Hubo un tiempo en que el cine de autor era objeto de piadosa veneración, tanto que íbamos a ver una película como el que va a misa. Aquella religiosidad venía cocinada con los factores de cada quien: por curiosidad intelectual, por el inconfesado masoquismo tan propio de la «gauche divine», por un aquél de estar a la moda o por la cosa de ir contra el franquismo. Y de tal guiso vino el negocio de las salas de arte y ensayo.

Eran templos culturales, de los años sesenta y setenta del pasado siglo, grandes espacios (recuerdo el Palladium de Oviedo) llenos de butacas atracadas de espectadores prestos a «sacrificarse», en la gran mayoría de los filmes, en una liturgia de imágenes generalmente tortuosas que muchas veces se camuflaban en retorcidos guiones de los santones del cine europeo. Esta semana han muerto dos de ellos, Ingmar Bergman y Michelangelo Antonioni, calificados por la crítica actual, que está formada en gran parte por muchos de los feligreses de entonces, como el cineasta de la muerte, el sueco, y el de la soledad, el italiano.

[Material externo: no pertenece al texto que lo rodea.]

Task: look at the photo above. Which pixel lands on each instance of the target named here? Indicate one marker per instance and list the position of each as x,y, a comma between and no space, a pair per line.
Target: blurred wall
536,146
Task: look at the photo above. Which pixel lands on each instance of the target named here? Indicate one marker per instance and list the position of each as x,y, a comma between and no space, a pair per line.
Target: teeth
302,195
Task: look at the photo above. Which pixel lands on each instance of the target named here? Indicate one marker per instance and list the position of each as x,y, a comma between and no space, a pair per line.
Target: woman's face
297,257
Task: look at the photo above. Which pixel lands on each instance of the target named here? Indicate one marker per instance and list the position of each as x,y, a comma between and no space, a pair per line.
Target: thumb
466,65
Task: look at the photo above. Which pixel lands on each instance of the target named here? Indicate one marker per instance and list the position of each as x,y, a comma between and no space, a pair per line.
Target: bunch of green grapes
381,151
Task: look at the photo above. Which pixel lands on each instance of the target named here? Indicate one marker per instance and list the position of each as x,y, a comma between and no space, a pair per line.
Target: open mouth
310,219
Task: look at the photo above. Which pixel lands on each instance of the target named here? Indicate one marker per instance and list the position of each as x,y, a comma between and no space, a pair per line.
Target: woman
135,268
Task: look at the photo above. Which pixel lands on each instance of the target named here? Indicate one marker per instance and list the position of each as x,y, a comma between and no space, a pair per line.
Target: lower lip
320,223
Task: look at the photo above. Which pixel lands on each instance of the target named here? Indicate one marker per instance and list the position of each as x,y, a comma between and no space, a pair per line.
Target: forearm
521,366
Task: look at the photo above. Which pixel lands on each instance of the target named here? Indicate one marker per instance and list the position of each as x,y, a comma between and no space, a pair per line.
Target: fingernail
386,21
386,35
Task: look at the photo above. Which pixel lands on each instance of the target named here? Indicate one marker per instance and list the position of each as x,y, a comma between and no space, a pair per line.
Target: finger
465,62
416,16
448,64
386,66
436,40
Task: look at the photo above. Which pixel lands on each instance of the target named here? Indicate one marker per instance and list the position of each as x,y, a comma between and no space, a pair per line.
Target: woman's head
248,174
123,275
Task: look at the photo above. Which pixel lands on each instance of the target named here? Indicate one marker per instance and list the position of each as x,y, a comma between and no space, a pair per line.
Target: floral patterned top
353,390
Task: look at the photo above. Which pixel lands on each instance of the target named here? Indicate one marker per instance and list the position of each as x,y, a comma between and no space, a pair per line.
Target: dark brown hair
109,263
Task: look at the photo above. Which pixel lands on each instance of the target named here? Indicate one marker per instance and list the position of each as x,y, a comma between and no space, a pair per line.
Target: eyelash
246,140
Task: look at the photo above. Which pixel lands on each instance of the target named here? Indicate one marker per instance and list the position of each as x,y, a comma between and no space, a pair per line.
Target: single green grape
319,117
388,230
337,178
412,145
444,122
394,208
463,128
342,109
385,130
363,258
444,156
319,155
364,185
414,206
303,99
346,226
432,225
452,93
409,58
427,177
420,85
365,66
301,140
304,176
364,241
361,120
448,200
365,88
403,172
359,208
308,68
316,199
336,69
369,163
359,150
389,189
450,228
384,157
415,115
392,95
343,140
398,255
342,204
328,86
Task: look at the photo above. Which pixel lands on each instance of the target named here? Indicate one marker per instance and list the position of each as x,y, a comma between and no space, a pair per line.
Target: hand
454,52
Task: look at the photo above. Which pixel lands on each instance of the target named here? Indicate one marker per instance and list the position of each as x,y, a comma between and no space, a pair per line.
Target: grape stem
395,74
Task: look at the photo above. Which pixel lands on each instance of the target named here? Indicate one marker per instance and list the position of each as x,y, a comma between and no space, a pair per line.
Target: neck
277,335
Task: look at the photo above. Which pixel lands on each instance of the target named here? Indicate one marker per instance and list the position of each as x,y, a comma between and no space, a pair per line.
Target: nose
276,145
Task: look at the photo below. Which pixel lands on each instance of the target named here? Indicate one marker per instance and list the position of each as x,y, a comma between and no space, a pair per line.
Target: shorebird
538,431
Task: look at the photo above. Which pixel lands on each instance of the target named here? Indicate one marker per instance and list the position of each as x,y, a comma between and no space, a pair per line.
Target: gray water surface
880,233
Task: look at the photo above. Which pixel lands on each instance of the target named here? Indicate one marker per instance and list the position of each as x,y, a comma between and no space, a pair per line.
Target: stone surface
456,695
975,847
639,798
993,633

Woody Allen, que mora y rueda en estos momentos por las Asturias de Oviedo y de Avilés, hizo en Salinas (la de Castrillón, no la de California) un encendido elogio fílmico de Bergman, lo que respeto, pero no comparto.

Creo que las películas del autor sueco envejecen mal, y las de Antonioni peor que mal. Recuerden que defunción y mutismo eran sus características, según algunos de los escribientes de la policía cultural cinematográfica.

Ambos autores a mí no me dejaron huella, pero sí aburrimiento. No me quedó ningún acné del sarpullido cultural que contagiaron estos atormentados artistas. La prueba es que, desde que tengo uso de razón cinematográfico, me fascina gran parte de la obra de Coppola, Ford, Welles, Fellini, David Lean, H. Hawks y Berlanga.

Al caballero Woody Allen le tengo un apreciable respeto, aumentado estos días por su buen gusto al escoger parte de nuestro casco histórico, así como Salinas y el faro de San Juan como escenarios de su próxima película. Con este rodaje está consiguiendo disfrazar Avilés de Hollywood, o ponerlo al nivel de Manhattan. En todo caso, universalizarlo, lo que es impagable.

Correspondamos dejándolo rezar, digo rodar, en paz.